Which Frameworks Require Application Whitelisting
- Australian Cyber Security Centre (ACSC) Essential Eight: The Essential Eight recommends application whitelisting as one of its top strategies for mitigating cybersecurity incidents. It specifies whitelisting of applications for all servers and workstations to prevent the execution of unauthorized software, which reduces the risk of malware attacks.
- NIST Cybersecurity Framework (CSF): Promote practices like application whitelisting under its Protect function. NIST Special Publication 800-167, Guide to Application Whitelisting, offers detailed guidance on implementing whitelisting as a preventive control.
- Centre for Internet Security (CIS) Controls: Application whitelisting is highly recommended to restrict unauthorized applications from running. This helps reduce the attack surface by allowing only vetted applications to operate on the network.

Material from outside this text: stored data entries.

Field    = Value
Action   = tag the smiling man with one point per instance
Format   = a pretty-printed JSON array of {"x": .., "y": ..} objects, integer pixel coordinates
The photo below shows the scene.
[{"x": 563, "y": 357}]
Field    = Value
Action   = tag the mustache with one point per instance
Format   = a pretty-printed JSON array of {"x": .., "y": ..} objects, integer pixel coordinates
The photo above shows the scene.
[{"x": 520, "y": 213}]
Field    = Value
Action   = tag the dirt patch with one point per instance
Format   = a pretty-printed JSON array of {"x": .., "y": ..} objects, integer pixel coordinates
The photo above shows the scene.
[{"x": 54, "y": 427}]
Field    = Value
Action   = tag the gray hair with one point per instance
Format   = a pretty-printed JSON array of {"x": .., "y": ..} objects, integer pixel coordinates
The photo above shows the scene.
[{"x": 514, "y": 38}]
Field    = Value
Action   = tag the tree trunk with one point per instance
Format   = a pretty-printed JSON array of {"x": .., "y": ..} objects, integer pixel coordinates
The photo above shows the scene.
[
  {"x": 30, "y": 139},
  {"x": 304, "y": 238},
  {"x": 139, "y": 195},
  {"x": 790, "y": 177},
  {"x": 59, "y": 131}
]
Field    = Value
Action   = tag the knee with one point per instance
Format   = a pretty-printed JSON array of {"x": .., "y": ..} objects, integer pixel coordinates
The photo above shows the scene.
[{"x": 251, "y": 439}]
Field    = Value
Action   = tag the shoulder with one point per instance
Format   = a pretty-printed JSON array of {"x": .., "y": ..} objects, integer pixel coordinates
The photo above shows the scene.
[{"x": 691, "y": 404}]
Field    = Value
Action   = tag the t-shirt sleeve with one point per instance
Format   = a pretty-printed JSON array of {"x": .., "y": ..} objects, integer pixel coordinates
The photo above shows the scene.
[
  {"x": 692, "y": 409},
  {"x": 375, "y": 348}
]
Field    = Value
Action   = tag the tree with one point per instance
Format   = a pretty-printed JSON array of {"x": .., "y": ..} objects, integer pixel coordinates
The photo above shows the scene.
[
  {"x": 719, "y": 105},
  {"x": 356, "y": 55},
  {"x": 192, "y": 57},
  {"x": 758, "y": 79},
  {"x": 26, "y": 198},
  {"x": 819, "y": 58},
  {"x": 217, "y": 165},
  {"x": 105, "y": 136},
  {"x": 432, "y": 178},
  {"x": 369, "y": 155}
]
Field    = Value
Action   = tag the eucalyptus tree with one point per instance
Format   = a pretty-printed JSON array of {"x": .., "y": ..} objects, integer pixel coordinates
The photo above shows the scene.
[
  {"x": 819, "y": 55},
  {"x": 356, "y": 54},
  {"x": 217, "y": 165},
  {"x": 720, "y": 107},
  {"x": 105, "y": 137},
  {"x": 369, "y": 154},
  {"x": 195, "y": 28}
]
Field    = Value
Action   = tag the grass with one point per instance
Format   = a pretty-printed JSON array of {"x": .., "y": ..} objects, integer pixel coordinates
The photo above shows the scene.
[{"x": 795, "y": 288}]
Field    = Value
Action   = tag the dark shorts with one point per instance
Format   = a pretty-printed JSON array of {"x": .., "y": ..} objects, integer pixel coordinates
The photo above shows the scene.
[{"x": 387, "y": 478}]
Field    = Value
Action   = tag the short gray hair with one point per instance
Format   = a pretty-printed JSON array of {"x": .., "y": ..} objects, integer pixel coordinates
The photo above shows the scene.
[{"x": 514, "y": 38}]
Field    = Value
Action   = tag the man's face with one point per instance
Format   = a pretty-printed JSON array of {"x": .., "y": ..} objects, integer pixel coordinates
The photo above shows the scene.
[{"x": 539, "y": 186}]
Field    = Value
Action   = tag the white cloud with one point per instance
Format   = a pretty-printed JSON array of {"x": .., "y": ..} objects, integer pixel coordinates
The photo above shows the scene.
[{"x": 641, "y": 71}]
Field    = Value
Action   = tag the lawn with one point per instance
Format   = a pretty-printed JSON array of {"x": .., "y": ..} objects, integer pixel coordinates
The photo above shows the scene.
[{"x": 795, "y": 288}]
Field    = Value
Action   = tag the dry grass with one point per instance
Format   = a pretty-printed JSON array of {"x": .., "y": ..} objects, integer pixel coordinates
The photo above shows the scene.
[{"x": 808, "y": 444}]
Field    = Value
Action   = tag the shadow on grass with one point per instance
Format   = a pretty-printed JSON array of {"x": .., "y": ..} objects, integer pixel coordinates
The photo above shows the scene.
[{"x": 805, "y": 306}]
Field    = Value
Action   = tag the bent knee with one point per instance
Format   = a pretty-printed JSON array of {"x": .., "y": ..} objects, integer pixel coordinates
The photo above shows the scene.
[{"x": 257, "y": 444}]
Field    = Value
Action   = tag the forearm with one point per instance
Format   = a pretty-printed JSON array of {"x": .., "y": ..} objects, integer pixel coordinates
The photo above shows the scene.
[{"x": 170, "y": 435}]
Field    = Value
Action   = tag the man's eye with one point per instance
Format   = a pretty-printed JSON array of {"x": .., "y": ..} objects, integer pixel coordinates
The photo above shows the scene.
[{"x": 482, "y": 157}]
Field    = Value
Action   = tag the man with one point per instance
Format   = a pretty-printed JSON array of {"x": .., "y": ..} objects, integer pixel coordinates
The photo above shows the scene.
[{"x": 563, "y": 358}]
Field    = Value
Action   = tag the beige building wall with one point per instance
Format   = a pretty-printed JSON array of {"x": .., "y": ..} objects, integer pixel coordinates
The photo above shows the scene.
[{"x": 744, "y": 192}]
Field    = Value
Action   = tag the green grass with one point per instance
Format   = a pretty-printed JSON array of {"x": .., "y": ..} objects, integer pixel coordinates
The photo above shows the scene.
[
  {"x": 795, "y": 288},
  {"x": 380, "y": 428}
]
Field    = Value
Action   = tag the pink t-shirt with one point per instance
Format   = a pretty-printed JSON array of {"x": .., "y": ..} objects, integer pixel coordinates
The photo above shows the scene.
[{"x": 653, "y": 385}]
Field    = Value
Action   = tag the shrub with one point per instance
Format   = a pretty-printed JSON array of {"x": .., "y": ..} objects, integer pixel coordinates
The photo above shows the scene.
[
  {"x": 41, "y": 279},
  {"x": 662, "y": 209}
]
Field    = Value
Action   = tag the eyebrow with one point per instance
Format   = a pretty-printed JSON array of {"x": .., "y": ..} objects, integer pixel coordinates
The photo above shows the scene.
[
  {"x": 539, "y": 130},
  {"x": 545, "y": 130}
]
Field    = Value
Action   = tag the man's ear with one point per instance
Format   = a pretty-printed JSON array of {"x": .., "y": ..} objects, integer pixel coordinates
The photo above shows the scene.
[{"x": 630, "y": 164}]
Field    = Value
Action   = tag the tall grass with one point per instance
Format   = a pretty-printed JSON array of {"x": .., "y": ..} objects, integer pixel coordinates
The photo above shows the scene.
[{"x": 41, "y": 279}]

- ISO/IEC 27001: While ISO 27001 emphasizes access control and malware protection as part of its Annex A controls. Whitelisting applications can be a way to fulfill these controls, especially when combined with other access restrictions and malware defences.
- Federal Information Security Modernization Act (FISMA): FISMA requires U.S. federal agencies to implement stringent cybersecurity measures. Application whitelisting is often part of the compliance requirements for federal agencies to prevent unauthorized applications and reduce malware risks.
- Payment Card Industry Data Security Standard (PCI DSS): PCI DSS requires measures to restrict access to only trusted applications.